Augmented reality (AR) is a technology that integrates 3D virtual objects into the physical world in real-time, while virtual reality (VR) is a technology that immerses users in an interactive 3D virtual environment. The fast development of augmented reality (AR) and virtual reality (VR) technologies has reshaped how people interact with the physical world. This dissertation will outline the deliverables from two unique AR and one Web-based VR coastal engineering projects and will motivate the next stage in the development of the augmented reality package for coastal students, engineers, and planners. Three projects demonstrate the completed aspects of this effort – 1) Project AR-tsunami for promulgating education about coastal hazards, 2) Project AR-sandbox for combining laboratory experiments and numerical simulations in coastal engineering 3) Project WebVR-tsunami for providing a convenient tool for 3D tsunami visualization and education. Project AR-tsunami and Project AR-sandbox produce two user-friendly and GPU-accelerated iOS/iPadOS apps – AR-tsunami and AR-sandbox.

Combining the features of plane detection and people occlusion in ARKit with the Boussinesq-type wave solver in Celeris, AR-tsunami can automatically render a tsunami on the ground and provide an immersive experience of the impact of tsunamis for users. The goal of this experience is to elicit an emotional response in users and influence future planning decisions, and ultimately push a more proactive approach to tsunami preparedness. AR-sandbox utilizes the LiDAR Scanner on Apple’s new generation of iPad Pro to gather a “point cloud” sampling of arbitrary surfaces and generate a high-resolution digital elevation model (DEM) as the bathymetric map for the hydrodynamic simulation.

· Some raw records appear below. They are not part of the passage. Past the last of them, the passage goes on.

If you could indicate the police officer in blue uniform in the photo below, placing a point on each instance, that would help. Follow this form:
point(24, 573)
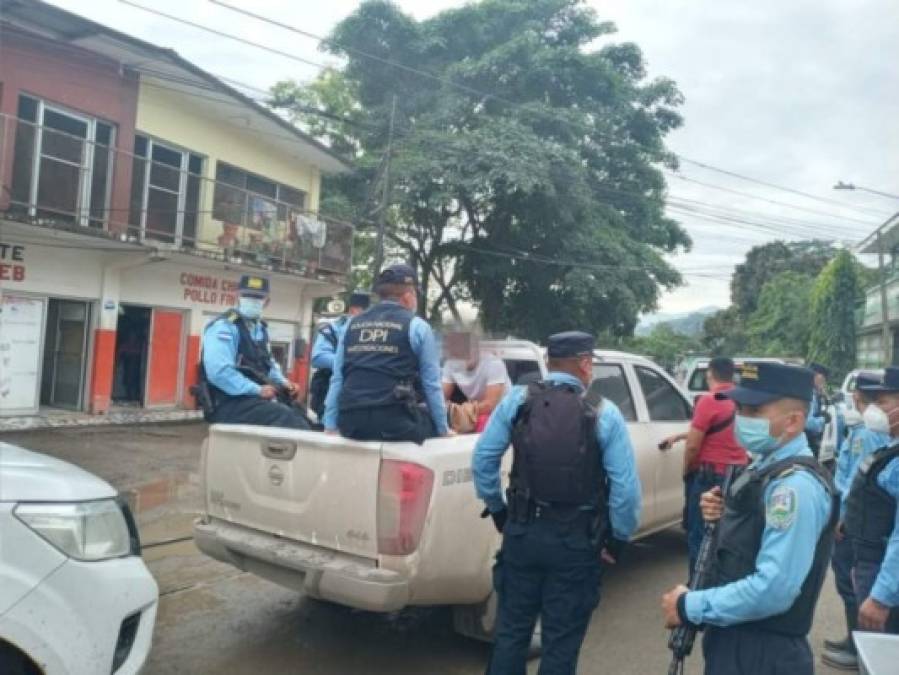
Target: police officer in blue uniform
point(238, 366)
point(325, 347)
point(574, 497)
point(867, 433)
point(818, 417)
point(774, 537)
point(872, 520)
point(386, 381)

The wave simulation and visualization start instantly after the DEM is transferred to wave solvers, and the resulting simulation is projected on the sandbox through a projector. With AR-sandbox, coastal engineers can view the virtual waves interacting with real-world sand. AR-sandbox combines laboratory experiments and numerical simulations and provides better practicability and maneuverability. Project WebVR-tsunami produces an online web-based VR tool using the numerical simulation of the 2022 Hunga Tonga Tsunami by COULWAVE as a showcase (https://www.zilizhou.com/lynett). These are the first apps of their kind to bring an interactive, immersive, and convenient experience to coastal hazard stakeholders and coastal engineers.

The penultimate goal is to develop the software bundle ICCE (Immersive Computing for Coastal Engineering). In ICCE, 1) AR-sandbox gathers the depth data from user input in the small laboratory sandbox, 2) all the gathered data are stored in a cloud-based AWS file system, 3) AR-tsunami uses the depth data collected from AR-sandbox for tsunami simulations, and 4) rendering of simulation output via WebVR-tsunami provides an online entrance to an immersive experience of coastal hazards. The goal of this software package is to provide a user-accessible interactive and immersive AR and VR experience that can educate and inform stakeholders on coastal processes and hazards. Additionally, this software suite will provide a testbed for developing new coastal protection and disaster preparedness solutions that can be utilized by coastal engineers, scientists, and planners.